Conocemos a los microorganimos 👾👹😷

 Martes 11 de marzo del 2025

Hoy fue un día especial en el aula porque mi mamá vino a dar una plática para mi proyecto. Como es enfermera, pensé que su presencia captaría la atención de mis alumnos y que sería la persona ideal para hablarles sobre la importancia del lavado de manos, ya que justo comenzamos con el tema de los microorganismos en el campo de Ética, Naturaleza y Sociedades. Con esta actividad, buscamos abordar el PDA de distinguir, describir y registrar en su lengua materna las características del entorno natural, incluyendo elementos como las plantas, los animales, los cuerpos de agua y las condiciones climáticas.

Sin embargo, antes de que la plática comenzara, ocurrió algo inesperado y muy gracioso. Apenas los niños vieron a mi mamá con su uniforme de enfermera, varios se asustaron, pensando que venía a ponerles una inyección. De hecho, un alumno entró al salón, la vio y salió corriendo antes de que pudiera decirle algo. Rápidamente, le aseguré que no iban a vacunarlos ni hacerles nada doloroso, que solo era una plática. Eso pareció tranquilizar a todos, y poco a poco se sintieron más cómodos.

A pesar de mis nervios iniciales por tener a mi mamá en el aula, la actividad resultó ser un éxito. Fue una experiencia extraña pero linda, porque por momentos no sabía cómo interactuar con ella en este contexto; a veces la tuteaba sin querer y se me hacía raro escucharla llamarme "maestra". Sin embargo, ver la emoción y la curiosidad de los niños hizo que todo valiera la pena.

Al final, me quedé con una gran satisfacción.
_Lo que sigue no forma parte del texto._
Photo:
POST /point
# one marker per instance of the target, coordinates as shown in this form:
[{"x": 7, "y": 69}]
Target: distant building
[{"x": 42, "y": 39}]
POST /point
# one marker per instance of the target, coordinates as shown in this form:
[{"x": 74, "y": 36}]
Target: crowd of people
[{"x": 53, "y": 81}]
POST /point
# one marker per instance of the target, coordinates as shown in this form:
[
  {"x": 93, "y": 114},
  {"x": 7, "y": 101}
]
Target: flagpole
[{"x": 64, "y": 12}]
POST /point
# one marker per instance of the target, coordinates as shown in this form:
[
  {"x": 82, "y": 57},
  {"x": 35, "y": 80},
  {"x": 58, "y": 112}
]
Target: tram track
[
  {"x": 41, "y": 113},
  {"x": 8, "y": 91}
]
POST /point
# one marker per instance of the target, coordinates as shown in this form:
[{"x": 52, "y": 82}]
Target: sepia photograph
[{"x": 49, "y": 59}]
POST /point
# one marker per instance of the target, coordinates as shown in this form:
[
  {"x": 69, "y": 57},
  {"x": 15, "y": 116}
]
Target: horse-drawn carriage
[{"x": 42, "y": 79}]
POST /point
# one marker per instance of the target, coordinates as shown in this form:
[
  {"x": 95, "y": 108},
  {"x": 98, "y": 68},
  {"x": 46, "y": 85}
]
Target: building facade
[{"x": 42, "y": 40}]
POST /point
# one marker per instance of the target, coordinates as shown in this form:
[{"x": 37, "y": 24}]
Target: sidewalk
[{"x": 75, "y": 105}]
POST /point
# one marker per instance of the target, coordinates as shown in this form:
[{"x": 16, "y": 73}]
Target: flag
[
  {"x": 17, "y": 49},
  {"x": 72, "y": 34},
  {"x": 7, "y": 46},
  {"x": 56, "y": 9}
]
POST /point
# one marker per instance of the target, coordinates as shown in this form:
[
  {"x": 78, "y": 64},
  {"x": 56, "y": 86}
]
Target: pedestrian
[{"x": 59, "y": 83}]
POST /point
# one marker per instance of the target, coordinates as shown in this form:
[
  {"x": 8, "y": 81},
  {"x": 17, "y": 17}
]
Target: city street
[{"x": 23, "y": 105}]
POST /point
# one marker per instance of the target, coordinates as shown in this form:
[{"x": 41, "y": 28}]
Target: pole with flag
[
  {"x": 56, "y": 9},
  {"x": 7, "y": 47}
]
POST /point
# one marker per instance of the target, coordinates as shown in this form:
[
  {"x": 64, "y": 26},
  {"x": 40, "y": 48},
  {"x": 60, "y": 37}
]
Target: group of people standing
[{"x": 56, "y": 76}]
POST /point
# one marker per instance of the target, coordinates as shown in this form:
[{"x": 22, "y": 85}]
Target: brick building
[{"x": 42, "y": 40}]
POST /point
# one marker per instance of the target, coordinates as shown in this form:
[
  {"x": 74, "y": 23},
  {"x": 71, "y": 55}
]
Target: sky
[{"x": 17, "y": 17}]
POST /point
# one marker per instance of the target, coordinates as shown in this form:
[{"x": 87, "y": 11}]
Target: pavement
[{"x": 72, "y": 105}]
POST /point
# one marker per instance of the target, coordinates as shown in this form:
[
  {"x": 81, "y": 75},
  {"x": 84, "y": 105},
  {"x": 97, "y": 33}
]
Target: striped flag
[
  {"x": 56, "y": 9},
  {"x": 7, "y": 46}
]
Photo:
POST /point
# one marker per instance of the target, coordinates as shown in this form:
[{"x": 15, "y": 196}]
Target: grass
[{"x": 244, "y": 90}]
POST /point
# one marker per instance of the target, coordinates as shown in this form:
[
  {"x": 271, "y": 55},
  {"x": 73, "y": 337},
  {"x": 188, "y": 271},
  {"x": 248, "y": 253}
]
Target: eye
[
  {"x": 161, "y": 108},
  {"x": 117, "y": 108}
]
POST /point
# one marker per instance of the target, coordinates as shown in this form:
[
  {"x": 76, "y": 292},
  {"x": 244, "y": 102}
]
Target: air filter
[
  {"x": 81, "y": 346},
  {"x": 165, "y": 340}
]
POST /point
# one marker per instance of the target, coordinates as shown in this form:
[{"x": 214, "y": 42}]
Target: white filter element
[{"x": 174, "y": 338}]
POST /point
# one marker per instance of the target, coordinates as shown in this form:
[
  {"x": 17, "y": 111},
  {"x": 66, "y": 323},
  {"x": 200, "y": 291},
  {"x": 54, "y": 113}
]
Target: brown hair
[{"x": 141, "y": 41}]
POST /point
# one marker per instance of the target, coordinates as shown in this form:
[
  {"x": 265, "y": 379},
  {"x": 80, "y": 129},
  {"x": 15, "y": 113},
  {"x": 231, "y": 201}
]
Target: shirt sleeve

La plática les gustó, aprendieron sobre la importancia del lavado de manos y, sin quererlo, vivimos un momento divertido con el susto inicial. Fue un día lleno de aprendizajes, tanto para ellos como para mí.



Aún me cuesta mantener la paciencia cuando trabajo con mis alumnos, especialmente con un niño en particular. Casi nunca asiste a clase, y cuando lo hace, se muestra poco cooperativo. Intento ser paciente con él, jugar, bromear, tratar de integrarlo de alguna manera, pero no responde. Es grosero en sus respuestas, contesta con actitud desafiante y no muestra interés en participar en las actividades. Me frustra porque quiero ayudarlo, pero parece que nada es suficiente.

Algo que me preocupa mucho es que no trabaja en clase. Pasa la mayor parte del tiempo con la cabeza apoyada en el banco, como si simplemente no quisiera estar ahí. Además, busca cualquier excusa para salir del aula: antes del recreo ya ha pedido ir al baño al menos cuatro veces, y después, otras cuatro más. Siento que evita a toda costa estar presente en el salón, y eso me hace preguntarme qué es lo que realmente está pasando con él.

Admito que, en varias ocasiones, he tenido que regañarlo, sobre todo por conductas agresivas hacia sus compañeros. Me duele hacerlo porque no quiero que mi relación con él se base solo en llamados de atención, pero tampoco puedo permitir que lastime a otros o que su actitud afecte el ambiente de la clase. Sin embargo, cada vez que lo corrijo, siento que la distancia entre nosotros se hace más grande y me cuestiono si estoy manejando bien la situación.

Me frustra no saber qué hacer con él. No sé cómo lograr que confíe en mí, que se motive, que al menos levante la cabeza y participe un poco. Pero también me frustra no saber qué hacer conmigo misma en estos momentos. Trato de mantener la calma, pero hay días en los que siento que mi paciencia se agota y no quiero que esa sensación termine afectando la forma en que trato a los demás niños.

Hoy me quedé pensando mucho en esto. Quiero encontrar una manera de ayudarlo sin que él lo vea como un castigo o como una obligación. No quiero rendirme con él, pero tampoco quiero que mi frustración me haga perder el control de la situación. Tal vez necesite buscar otra estrategia, quizás algo que no haya intentado aún. Lo único que sé es que quiero que, de alguna forma, sepa que estoy aquí para él, aunque aún no esté listo para darse cuenta.